Fallait-il que pour moi se soit levé un soleil si noir ! il fuit, le traître et m’abandonne, le couteau sur la gorge ! (72-74)

Mais voilà que l’autre partie au procès vient par bonheur à sa rencontre et hurle à tue-tête : "Où vas-tu, espèce de crapule !" et à moi : "Tu veux bien être témoin ?". La vérité, c’est que je lui donne mon oreille à toucher [4], et il l’entraîne de force au tribunal. Grands cris de l’un et de l’autre. Un rassemblement se forme d’un peu partout.

C’est ainsi qu’Apollon m’a sauvé. (74-78)


[1Toutes les premières répliques d’Horace sont des formules de politesse destinées à prendre congé.

[2Ces jardins, légués par César au peuple romain, se trouvaient au-delà du Tibre, près de la porte Ripa, sur le Janicule.

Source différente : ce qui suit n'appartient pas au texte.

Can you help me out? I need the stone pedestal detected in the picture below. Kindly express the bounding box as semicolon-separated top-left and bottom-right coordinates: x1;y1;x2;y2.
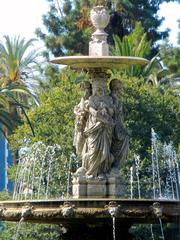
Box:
72;176;123;199
107;177;123;198
72;176;87;199
87;178;107;198
89;41;109;57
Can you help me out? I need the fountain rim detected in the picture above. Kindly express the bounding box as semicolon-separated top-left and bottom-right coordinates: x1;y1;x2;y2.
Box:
0;198;180;206
50;56;149;69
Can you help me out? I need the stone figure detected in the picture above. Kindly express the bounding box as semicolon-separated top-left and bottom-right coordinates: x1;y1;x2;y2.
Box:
73;81;92;158
110;79;129;175
83;81;114;177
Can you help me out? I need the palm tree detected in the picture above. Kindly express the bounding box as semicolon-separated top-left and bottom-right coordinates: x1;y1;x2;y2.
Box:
111;22;151;77
0;36;39;133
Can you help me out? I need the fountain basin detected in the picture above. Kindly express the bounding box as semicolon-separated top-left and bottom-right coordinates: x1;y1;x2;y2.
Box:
0;199;180;224
51;56;149;69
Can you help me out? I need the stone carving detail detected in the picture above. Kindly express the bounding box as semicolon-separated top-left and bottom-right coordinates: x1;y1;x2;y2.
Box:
89;6;110;56
74;78;128;178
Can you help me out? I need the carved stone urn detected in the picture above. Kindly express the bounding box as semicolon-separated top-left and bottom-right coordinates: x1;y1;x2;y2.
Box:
90;6;110;29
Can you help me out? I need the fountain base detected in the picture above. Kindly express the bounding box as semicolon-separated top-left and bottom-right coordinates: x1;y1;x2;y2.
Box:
73;176;123;199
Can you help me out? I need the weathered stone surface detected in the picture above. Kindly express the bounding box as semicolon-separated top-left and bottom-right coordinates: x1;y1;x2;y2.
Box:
72;177;87;198
87;178;107;198
107;177;124;198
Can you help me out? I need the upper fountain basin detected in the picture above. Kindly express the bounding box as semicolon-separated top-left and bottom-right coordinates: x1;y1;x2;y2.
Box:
51;56;149;69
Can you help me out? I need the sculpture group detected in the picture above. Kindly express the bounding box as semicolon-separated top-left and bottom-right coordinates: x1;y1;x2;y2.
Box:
74;78;128;178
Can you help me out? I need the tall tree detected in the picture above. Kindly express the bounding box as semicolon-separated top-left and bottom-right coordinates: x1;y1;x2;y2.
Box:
0;36;39;129
36;0;178;57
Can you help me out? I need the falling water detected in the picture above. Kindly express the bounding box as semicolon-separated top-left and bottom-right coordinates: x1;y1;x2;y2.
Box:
13;217;24;240
150;224;155;240
112;217;116;240
134;155;141;199
159;218;165;240
13;142;66;200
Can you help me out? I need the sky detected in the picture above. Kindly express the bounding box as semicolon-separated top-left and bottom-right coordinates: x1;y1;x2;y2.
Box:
0;0;180;45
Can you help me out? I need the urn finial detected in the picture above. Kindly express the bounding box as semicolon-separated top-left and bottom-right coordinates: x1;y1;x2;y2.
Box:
89;5;110;56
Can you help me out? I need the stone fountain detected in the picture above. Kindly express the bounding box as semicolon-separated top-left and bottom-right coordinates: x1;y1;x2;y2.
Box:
0;6;180;240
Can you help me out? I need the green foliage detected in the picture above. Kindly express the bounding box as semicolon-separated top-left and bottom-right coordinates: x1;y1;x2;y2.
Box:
36;0;174;57
8;67;80;153
111;22;151;76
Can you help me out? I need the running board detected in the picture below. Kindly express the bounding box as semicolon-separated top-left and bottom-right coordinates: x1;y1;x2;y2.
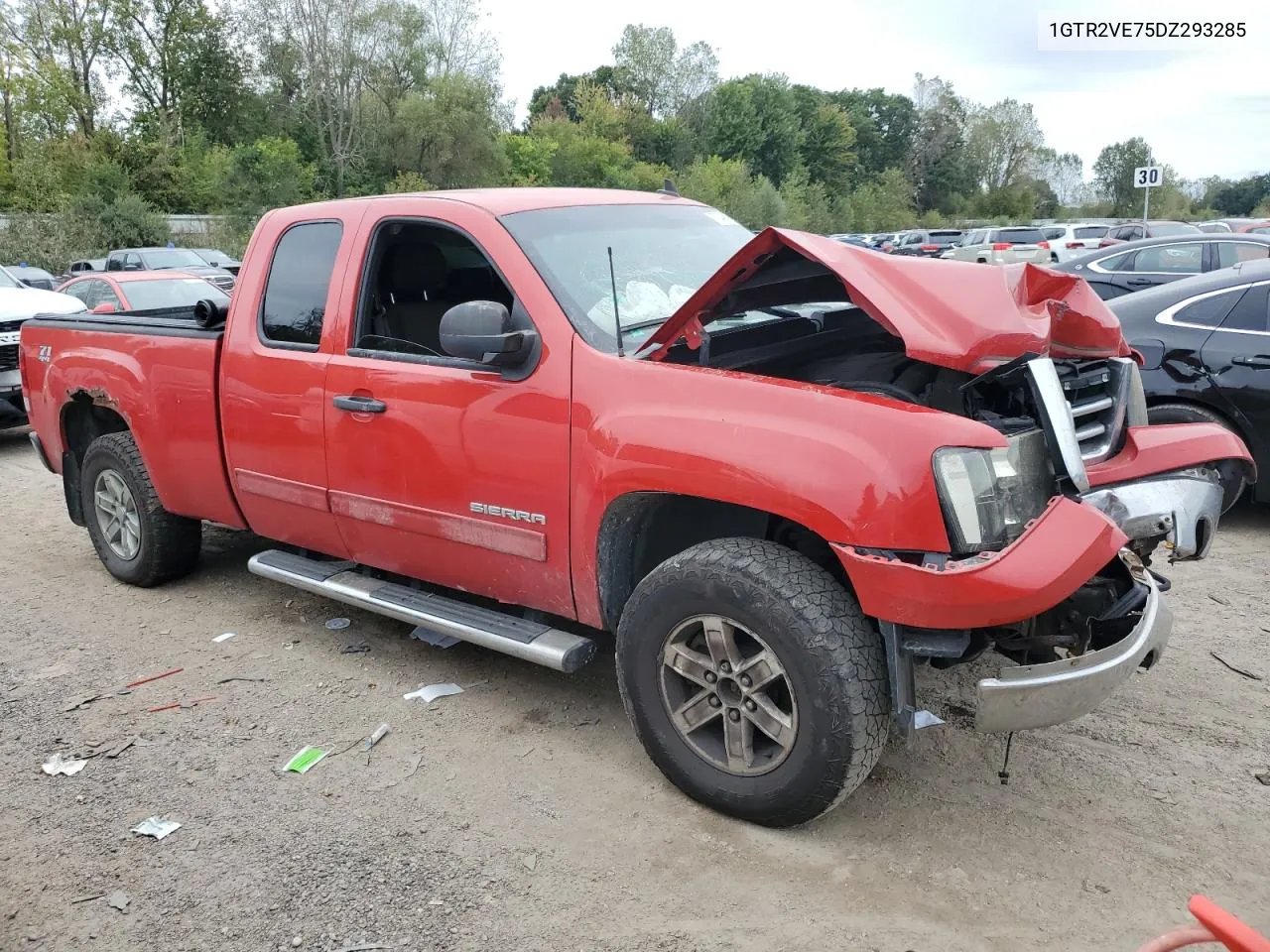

[3Comme on l’a déjà vu dans la Satire I, 4, 142-143, les juifs étaient nombreux à Rome à cette époque, et leur culte bénéficiait de la protection d’Auguste. Il y a des discussions sur l’interprétation exacte de l’expression tricesima sabbata : "le trentième sabbat". Je retiens celle qui la rapporte à la Pâque, trente semaines après le début de l’année juive. Même s’il n’est pas impossible que Fuscus Aristius ait été lui-même juif, cela reste peu probable. Mais un événement religieux comme la Pâque juive devait prendre place dans l’actualité du moment, et son évocation paraît très naturelle. Les romains connaissaient bien le principe d’une abstention rituelle des affaires lors des jours "néfastes" imposés par leur propre calendrier (aucun jugement n’était rendu ces jours-là).

[4Si quelqu’un ne s’est pas présenté au tribunal au jour et à l’heure dite, son adversaire a le droit d’user de la force pour l’y amener, mais à la condition d’avoir fait constater la situation par un témoin, pour éviter une accusation de violence. On touche le bas de l’oreille (oppono auriculam) pour entériner le statut de témoin.